Résumé de la décision
La décision concerne le recours de M. A..., qui a été détenu au centre pénitentiaire de Maubeuge et a contesté le mode de calcul de sa rémunération pour son travail en détention (2015-2017). Bien que l'administration pénitentiaire ait reconnu une créance de 3 502,68 euros en sa faveur, M. A... n'a pas reçu cette somme après avoir signé un protocole transactionnel lui promettant le paiement et renonçant à tout recours. Après avoir saisi le tribunal administratif, le juge des référés a condamné l'État à lui verser la provision demandée. La Garde des Sceaux a formé un pourvoi, mais la décision a été maintenue en raison d'une erreur de droit commise concernant la validité des transactions au regard des conditions de rémunération des détenus.
Arguments pertinents
1. Validité du protocole transactionnel : Les juges ont estimé que même si un protocole transactionnel a été signé, il ne peut pas priver M. A... de son droit de saisir le juge pour le paiement de sommes qui lui sont légalement dues. En effet, "la rémunération du travail des personnes détenues ne peut être inférieure à un taux horaire fixé par décret" (Code pénal - Article 717-3).

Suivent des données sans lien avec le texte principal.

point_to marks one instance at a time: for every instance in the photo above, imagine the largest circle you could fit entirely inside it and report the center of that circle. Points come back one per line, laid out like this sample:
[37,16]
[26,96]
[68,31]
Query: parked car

2. Erreur de droit : Le juge des référés a commis une erreur de droit en considérant que la transaction pouvait faire obstacle à l'exercice du recours juridictionnel. Selon les juges, le protocole ne concernait pas une réparation de préjudice mais simplement le versement de salaires dus, ce qui ne pouvait être négocié.
3. Règles de l'ordre public : Le tribunal a également souligné que les dispositions régissant la rémunération des détenus sont d'ordre public, ce qui signifie qu'elles ne peuvent pas faire l'objet de concessions ou de réglementations alternatives, renforçant ainsi le droit de M. A... à réclamer son dû devant le juge.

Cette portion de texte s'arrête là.